Every time I get asked about what I’m involved in at school, I cringe. Why? Because I’m always waiting for the person I’m chatting with to say “That’s it? That’s all you do?”

I’m afraid that it’s never going to be enough. I’m scared of the rejection from employers, friends, parents of friends, my future spouse, teachers, advisers, anyone. Because who could ever love me if I’m not doing everything I can, filling every day with activity, being the super woman my society has told me I have to be?

Perfect body, perfect resume, perfect time management, perfect attitude.

Striving, striving, striving.

And it’s getting to be too much.

If you’re in college, I know you feel it too. If you’re not, I know you probably still feel the same way as a mother, as an employee, as a human being.

But here’s the good news: I am enough. You are enough.

Whew. Say that a couple times: I. Am.

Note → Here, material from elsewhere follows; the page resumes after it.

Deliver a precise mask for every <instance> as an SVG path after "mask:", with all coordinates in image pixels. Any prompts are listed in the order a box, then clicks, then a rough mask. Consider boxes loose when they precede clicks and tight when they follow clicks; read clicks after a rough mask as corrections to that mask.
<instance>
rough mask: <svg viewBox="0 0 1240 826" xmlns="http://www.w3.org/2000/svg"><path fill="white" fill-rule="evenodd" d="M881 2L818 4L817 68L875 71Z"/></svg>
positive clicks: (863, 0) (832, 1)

Enough.

Since the world will not tell you, let me take a minute to encourage both you and myself.

Here’s the deal, doing everything comes with a price: there’s no way I can truly invest in something if I’m running around like a chicken with my head cut off trying to leave one meeting early to get to the next and trying to fill every second of every day. That’s not what we were created for. We were created for community and we were created for rest. So we can all just cut ourselves some slack and stop striving now.

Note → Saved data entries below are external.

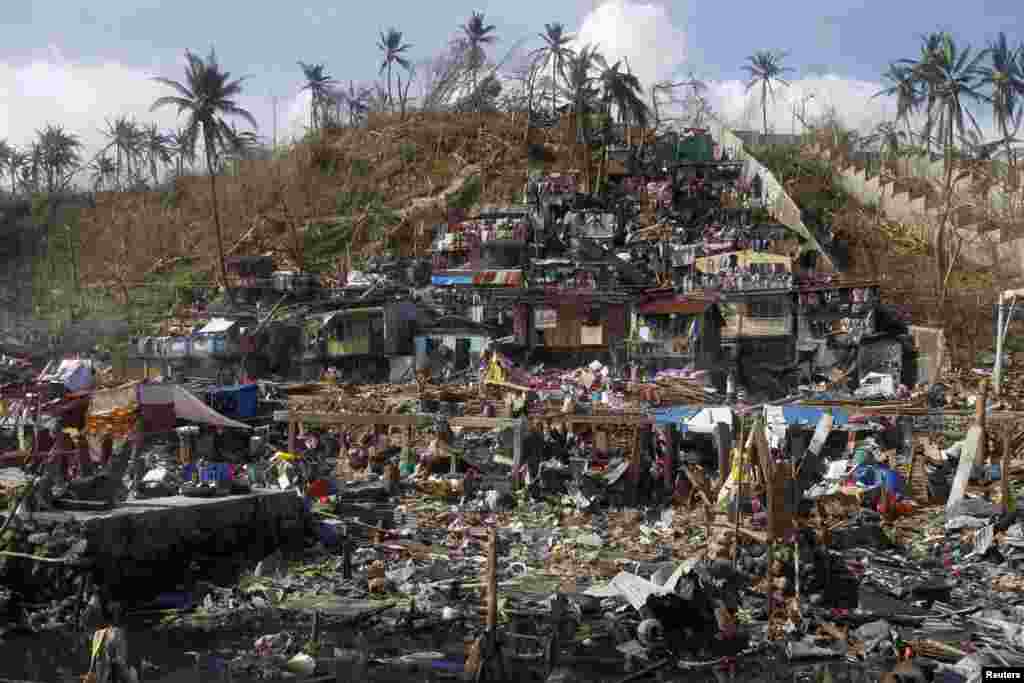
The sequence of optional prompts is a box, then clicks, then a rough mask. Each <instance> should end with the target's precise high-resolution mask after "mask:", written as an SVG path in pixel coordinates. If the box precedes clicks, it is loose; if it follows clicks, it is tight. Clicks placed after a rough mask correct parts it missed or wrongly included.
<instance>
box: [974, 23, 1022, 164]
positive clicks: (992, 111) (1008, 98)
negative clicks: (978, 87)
mask: <svg viewBox="0 0 1024 683" xmlns="http://www.w3.org/2000/svg"><path fill="white" fill-rule="evenodd" d="M988 57H989V65H988V68H987V69H985V70H984V71H983V73H982V76H981V84H982V85H986V86H988V87H989V89H990V93H991V94H990V95H989V100H990V101H991V103H992V119H993V120H994V121H995V125H996V126H998V128H999V133H1000V135H1001V136H1002V139H1004V141H1005V142H1006V150H1007V163H1009V164H1010V165H1011V167H1013V166H1014V165H1015V164H1014V160H1013V159H1012V147H1011V144H1010V138H1011V137H1012V136H1013V135H1014V134H1015V133H1016V132H1017V131H1016V128H1017V126H1014V130H1013V132H1011V123H1013V122H1015V119H1017V116H1018V113H1019V112H1020V108H1019V104H1020V98H1021V97H1022V96H1024V71H1022V69H1021V54H1020V51H1019V50H1014V49H1011V48H1010V46H1009V45H1008V44H1007V35H1006V34H1005V33H1002V32H1001V31H1000V32H999V35H998V37H997V38H996V39H995V40H994V41H992V42H991V43H989V45H988ZM1017 123H1019V121H1018V122H1017Z"/></svg>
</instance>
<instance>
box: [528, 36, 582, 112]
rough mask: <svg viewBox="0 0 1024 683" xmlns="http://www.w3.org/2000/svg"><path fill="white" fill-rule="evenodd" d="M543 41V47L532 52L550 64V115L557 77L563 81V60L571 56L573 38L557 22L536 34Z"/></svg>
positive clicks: (551, 110) (551, 107)
mask: <svg viewBox="0 0 1024 683" xmlns="http://www.w3.org/2000/svg"><path fill="white" fill-rule="evenodd" d="M538 35H539V36H540V37H541V39H542V40H543V41H544V46H543V47H540V48H538V49H537V50H535V51H534V52H535V53H536V54H537V55H538V56H540V57H541V58H543V59H546V60H547V61H549V62H550V63H551V113H552V114H554V112H555V109H556V99H555V97H556V93H557V92H558V77H559V76H561V77H562V80H563V81H564V80H565V60H566V59H567V58H569V57H570V56H572V49H571V48H570V47H569V44H570V43H571V42H572V40H573V39H574V38H575V36H572V35H570V34H567V33H565V27H564V26H563V25H561V24H559V23H558V22H555V23H553V24H545V25H544V33H542V34H538Z"/></svg>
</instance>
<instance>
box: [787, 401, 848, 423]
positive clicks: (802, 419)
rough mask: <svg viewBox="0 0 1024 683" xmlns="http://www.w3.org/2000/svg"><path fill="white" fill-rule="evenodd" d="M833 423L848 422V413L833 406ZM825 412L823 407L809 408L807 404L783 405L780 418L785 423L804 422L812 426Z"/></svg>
mask: <svg viewBox="0 0 1024 683" xmlns="http://www.w3.org/2000/svg"><path fill="white" fill-rule="evenodd" d="M829 410H831V414H833V425H834V426H837V427H838V426H841V425H845V424H848V423H849V422H850V414H849V413H847V412H846V411H844V410H841V409H838V408H833V409H829ZM824 414H825V409H823V408H811V407H808V405H783V407H782V419H784V420H785V424H787V425H799V424H805V425H810V426H811V427H814V426H815V425H817V424H818V420H820V419H821V416H822V415H824Z"/></svg>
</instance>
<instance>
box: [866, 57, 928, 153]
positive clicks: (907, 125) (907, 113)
mask: <svg viewBox="0 0 1024 683" xmlns="http://www.w3.org/2000/svg"><path fill="white" fill-rule="evenodd" d="M882 78H883V79H885V80H886V81H889V84H890V85H889V86H888V87H886V88H883V89H882V90H880V91H878V92H877V93H874V94H873V95H872V97H881V96H886V97H893V96H895V97H896V123H901V122H902V123H903V124H904V125H905V126H906V130H907V134H908V135H909V133H910V116H912V115H913V114H914V113H915V112H916V111H918V108H919V106H920V105H921V100H922V93H921V83H920V82H919V81H918V80H916V79H915V78H914V75H913V70H912V69H911V68H910V67H908V66H906V65H901V63H896V62H894V63H890V65H889V69H888V70H887V71H886V72H885V73H884V74H883V75H882Z"/></svg>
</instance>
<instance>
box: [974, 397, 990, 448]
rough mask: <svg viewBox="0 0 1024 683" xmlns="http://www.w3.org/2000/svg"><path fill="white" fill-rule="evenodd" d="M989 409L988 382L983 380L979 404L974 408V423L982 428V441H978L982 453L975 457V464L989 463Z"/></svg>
mask: <svg viewBox="0 0 1024 683" xmlns="http://www.w3.org/2000/svg"><path fill="white" fill-rule="evenodd" d="M987 407H988V380H986V379H983V380H981V386H980V387H978V402H977V403H975V407H974V421H975V424H977V425H978V426H979V427H981V439H980V440H979V441H978V449H979V451H980V453H978V454H977V455H976V456H975V459H974V462H976V463H978V462H981V463H984V462H987V460H986V458H987V457H988V454H987V453H986V447H985V446H986V445H987V441H988V434H987V430H986V429H985V409H986V408H987Z"/></svg>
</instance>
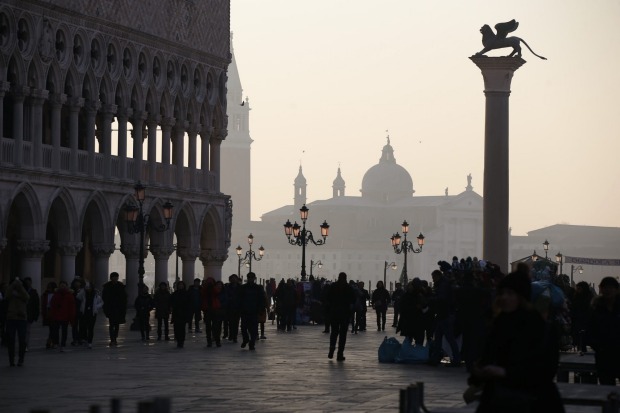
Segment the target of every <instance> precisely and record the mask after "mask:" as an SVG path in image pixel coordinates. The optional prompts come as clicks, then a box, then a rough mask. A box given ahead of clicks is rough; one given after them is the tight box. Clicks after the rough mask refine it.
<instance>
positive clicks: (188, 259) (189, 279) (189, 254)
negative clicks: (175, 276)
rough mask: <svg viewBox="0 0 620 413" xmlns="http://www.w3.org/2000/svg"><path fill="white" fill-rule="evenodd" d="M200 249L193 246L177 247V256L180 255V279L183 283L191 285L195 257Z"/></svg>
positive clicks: (193, 276)
mask: <svg viewBox="0 0 620 413" xmlns="http://www.w3.org/2000/svg"><path fill="white" fill-rule="evenodd" d="M199 254H200V251H199V250H197V249H194V248H184V247H181V248H179V257H181V263H182V266H183V269H182V271H181V273H182V274H181V279H182V280H183V282H184V283H185V285H192V284H193V283H194V278H196V277H195V273H196V258H198V255H199Z"/></svg>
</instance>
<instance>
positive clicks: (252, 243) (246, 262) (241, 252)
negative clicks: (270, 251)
mask: <svg viewBox="0 0 620 413" xmlns="http://www.w3.org/2000/svg"><path fill="white" fill-rule="evenodd" d="M253 243H254V235H252V234H250V235H248V245H249V246H250V249H249V250H248V251H246V252H245V255H243V256H241V254H242V252H243V248H241V245H237V248H235V251H236V252H237V257H238V259H239V263H238V265H237V274H239V276H241V264H244V263H247V264H248V267H249V269H250V270H249V272H252V260H254V261H260V260H262V259H263V256H264V255H265V248H263V246H262V245H261V246H260V248H259V249H258V257H257V256H256V251H253V250H252V244H253Z"/></svg>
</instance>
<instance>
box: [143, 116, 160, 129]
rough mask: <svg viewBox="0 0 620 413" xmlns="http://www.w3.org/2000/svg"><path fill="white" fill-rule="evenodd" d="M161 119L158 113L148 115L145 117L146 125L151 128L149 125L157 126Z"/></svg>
mask: <svg viewBox="0 0 620 413" xmlns="http://www.w3.org/2000/svg"><path fill="white" fill-rule="evenodd" d="M160 121H161V116H160V115H157V114H155V115H149V117H148V118H147V119H146V125H147V126H148V127H149V128H151V127H157V125H158V124H159V122H160Z"/></svg>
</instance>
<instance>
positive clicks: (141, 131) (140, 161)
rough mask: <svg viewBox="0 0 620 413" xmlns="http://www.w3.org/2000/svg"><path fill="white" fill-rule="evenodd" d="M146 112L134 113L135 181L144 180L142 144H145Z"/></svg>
mask: <svg viewBox="0 0 620 413" xmlns="http://www.w3.org/2000/svg"><path fill="white" fill-rule="evenodd" d="M147 115H148V114H147V113H146V112H134V114H133V118H132V121H133V122H132V123H133V130H132V131H131V136H132V138H133V167H134V171H133V180H134V181H141V180H142V160H143V159H144V157H143V155H142V144H143V143H144V120H145V119H146V117H147Z"/></svg>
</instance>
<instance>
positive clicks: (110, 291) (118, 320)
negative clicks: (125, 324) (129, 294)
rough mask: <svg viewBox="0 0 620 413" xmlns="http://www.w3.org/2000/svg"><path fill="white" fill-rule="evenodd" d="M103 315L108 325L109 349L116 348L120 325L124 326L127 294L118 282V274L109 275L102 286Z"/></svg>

Oh how I wish it was that easy.

As much as I wish I could tell you I have it all figured out in my wise, nineteen years of age, I don’t (shocker right?!). But what I do know is I can keep reminding myself that Jesus isn’t looking at how much I’m doing, he’s looking at my heart. Cheesy, whatever. But it’s true. He’s not looking at my resume. He’s really not going to care if I made an A in astronomy or was involved in fifteen different clubs and organizations, no matter how great they actually are.

Here’s what He’s going to want to know:

Did you love me? Did you love my people?

And I really don’t want to get to Heaven and say, “Well I tried Jesus, but I was just so busy...”

That thought literally stops me in my tracks.

I’m not telling you to stop doing what you’re doing. I don’t know your obligations as a student, a parent, a worker, but what I do know is that we can deeply invest in a few things so that we’re not so busy that we miss Jesus.

I don’t know about you but I really don’t want to miss Him.

So here’s what I’m doing in this season of life: I’m saying no. I’m learning to get things done ahead of time and making sure I rest. I’m choosing to invest in people who I really love and believe in. And I’m setting aside time to do things I really love, like write. Because if you didn’t know, writing is one thing that gets my blood pumping. It makes me feel alive.
It’s uncomfortable because it goes against everything I’ve been conditioned to believe. But it’s worth it. Narrowing my life will be worth it. Because as I slow down, I’ll have more opportunities to catch a glimpse of Jesus.It’s going to be good.

As Jesus and his disciples were on their way, he came to a village where a woman named Martha opened her home to him. She had a sister called Mary, who sat at the Lord’s feet listening to what he said. But Martha was distracted by all the preparations that had to be made. She came to him and asked, “Lord, don’t you care that my sister has left me to do the work by myself? Tell her to help me!”

“Martha, Martha,” the Lord answered, “you are worried and upset about many things,but few things are needed—or indeed only one. Mary has chosen what is better, and it will not be taken away from her.” Luke 10:38-42

This passage keeps popping up in my mind every time I find myself striving to do more. Oh Jesus, that being with you would just be enough. I love you, I love you, I love you.


2 thoughts on “The Tension of Narrowing

  1. It’s not what you do. It’s who you are! You will lead this generation by peace and authority. I believe in your life, friend.

    Also, I love this quote:

    “We’re called human beings, not human doings.” – adapted from Kris Vallotton.

  2. YES! RIGHT ON! Fantastic wisdom my friend. Much needed. Because I sure do get it… I sure sure do. How cool that we can learn it together. Oh, friend. I am so thankful for you… Loved this post. Love you.